Progesterone/progesterone receptor signaling in lung cancer. The growth factor receptor signaling is stimulated by its ligands (e.g. EGF, IFG-1, HRG), resulting in the activation of MAPK-related pathways and the subsequent stimulation of both (1) the ligand independent receptor activation and (2) the AKT/mTOR pathway, which increases and suppresses PR expression, respectively. In addition, estrogen and progesterone promote VEGF in lung cancer. (A color version of this figure is available in the online journal.) AKT: AKT Serine/Threonine Kinase 1; E: estrogen; EGF: epidermal growth factor; ERβ: estrogen receptor β; GFR: growth factor receptor; HRG: histidine rich glycoprotein; IGF-1: insulin-like growth factor 1; MAPK: mitogen-activated protein kinases; mTOR: mechanistic target of rapamycin; P: progesterone; PI3K: phosphoinositide-3 kinase; PR: progesterone receptor; PRE: progesterone response elements; VEGF: vascular endothelial growth factor.

Figure 5.

Androgens in lung cancer.

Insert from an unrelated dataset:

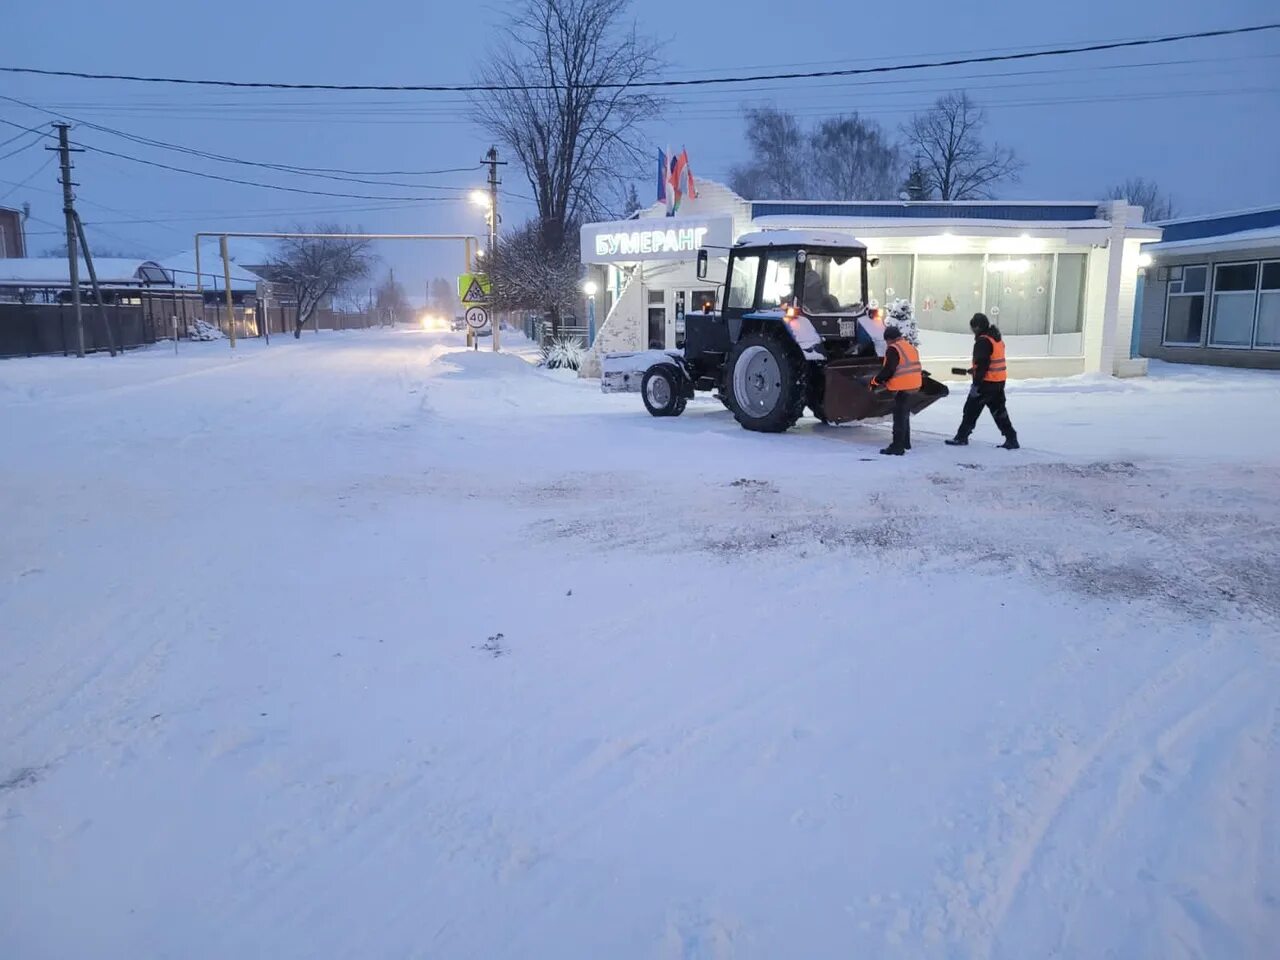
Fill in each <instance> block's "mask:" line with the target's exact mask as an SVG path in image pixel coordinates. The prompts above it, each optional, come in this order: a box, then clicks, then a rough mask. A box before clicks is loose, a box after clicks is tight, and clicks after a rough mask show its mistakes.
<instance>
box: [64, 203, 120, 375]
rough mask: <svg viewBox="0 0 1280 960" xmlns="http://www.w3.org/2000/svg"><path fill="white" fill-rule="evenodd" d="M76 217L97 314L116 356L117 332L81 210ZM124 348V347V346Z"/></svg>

Androgen receptor signaling induces cyclin D1 expression, tumor growth, and macrophage M2 polarization. There is also evidence that miR-224-5p negatively targets AR causing a decrease in tumor incidence and growth. (A color version of this figure is available in the online journal.) AR: androgen receptor; M2: Macrophage M2 polarization; T: testosterone.